According to Monsters and Critics, the soundtrack album to "The Devil's Rejects", the follow up to Rob Zombie's gritty, violent smash horror hit, "House of 1000 Corpses", will be released on June 28, 2005. Written and directed by Zombie, "The Devil's Rejects" reunites the homicidal members of the Firefly family, tracing their bloody flight from an outlaw sheriff hell-bent on revenge...
Deftly blending classic western violence with macabre humor and terrifying suspense, "The Devil's Rejects" is a shocking portrait of outlaw justice and the soundtrack album is as twisted and fascinating as the film itself — bringing together '70s rock classics, tracks from long-forgotten rocker TERRY REID, country and blues gems, and a rarity from BANJO & SULLIVAN, the country duo who disappeared following a grisly murder committed by killers depicted in the film.

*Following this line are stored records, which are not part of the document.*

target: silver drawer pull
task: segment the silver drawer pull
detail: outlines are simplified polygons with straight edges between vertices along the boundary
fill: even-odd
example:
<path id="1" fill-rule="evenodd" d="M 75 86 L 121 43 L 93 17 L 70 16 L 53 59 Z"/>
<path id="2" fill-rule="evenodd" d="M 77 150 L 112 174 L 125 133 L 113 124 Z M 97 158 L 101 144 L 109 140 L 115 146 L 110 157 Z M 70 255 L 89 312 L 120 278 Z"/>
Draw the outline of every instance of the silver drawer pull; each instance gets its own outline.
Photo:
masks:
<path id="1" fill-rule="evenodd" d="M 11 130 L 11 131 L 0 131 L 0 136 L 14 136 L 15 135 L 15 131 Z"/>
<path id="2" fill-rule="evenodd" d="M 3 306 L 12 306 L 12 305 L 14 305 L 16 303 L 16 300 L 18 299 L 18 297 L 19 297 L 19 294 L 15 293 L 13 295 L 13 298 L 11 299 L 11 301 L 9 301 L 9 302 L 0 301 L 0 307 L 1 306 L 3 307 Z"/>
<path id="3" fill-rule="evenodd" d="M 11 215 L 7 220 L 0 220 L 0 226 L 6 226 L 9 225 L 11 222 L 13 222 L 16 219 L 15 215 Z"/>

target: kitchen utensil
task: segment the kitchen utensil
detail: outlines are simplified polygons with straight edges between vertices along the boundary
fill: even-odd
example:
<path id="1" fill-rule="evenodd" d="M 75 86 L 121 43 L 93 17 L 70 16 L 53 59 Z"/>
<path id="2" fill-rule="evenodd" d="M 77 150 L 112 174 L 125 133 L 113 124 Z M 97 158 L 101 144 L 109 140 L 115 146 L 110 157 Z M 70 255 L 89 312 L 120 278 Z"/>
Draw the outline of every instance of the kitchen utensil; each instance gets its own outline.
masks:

Lions Gate Films will release the film on July 22, 2005 nationwide.
Presented as a DualDisc (one side CD, other side DVD), a first-ever for soundtracks, "The Devil's Rejects" (Hip-O/UMG Soundtracks/UMe) is available in explicit and edited versions. The DVD side includes a 20-minute "Making Of The Devil's Rejects" feature, trailers, a photo gallery and the album in High Resolution Stereo (DVD-Audio players) and Dolby Digital Stereo (standard DVD players). Dialogue snippets and two vintage BANJO & SULLIVAN radio ads are interspersed on the CD album side.
The rock classics are 1970's "Midnight Rider" from THE ALLMAN BROTHERS BAND; "Shambala", the gold Top 5 pop smash from THREE DOG NIGHT; "Fooled Around And Fell In Love", ELVIN BISHOP's gold Top 5 from 1976; "Funk #49", THE JAMES GANG's 1970 fave; the Top 40 "Rocky Mountain Way" from JOE WALSH's 1973 post-JAMES GANG solo debut; "Rock On", the 1973 Top 5 from cult pop star DAVID ESSEX, and "Free Bird", LYNYRD SKYNYRD's 1973 cut that is one of the most requested in album rock radio history.
Reid is heard with "Brave Awakening", "To Be Treated Rite" and the title track from his Graham Nash-produced 1976 album "Seed of Memory". The singer-songwriter-guitarist is legendary for rejecting the lead singer gig for the band that became LED ZEPPELIN, as he later did an offer from DEEP PURPLE. He opened for the ROLLING STONES on their 1969 U.S. tour but at age 20 his career stalled, and he has hardly recorded since the '70s.
Chicago bluesman OTIS RUSH contributes his 1956 R&B Top 10 "I Can't Quit You Baby". From country are KITTY WELLS' "It Wasn't God Who Made Honky Tonk Angels", a 1952 country #1; BUCK OWENS' 1966 honky tonk hymn "Satan's Got To Get Along With Me", and BANJO & SULLIVAN ("I'm Home Getting Hammered (While She's Out Getting Nailed)").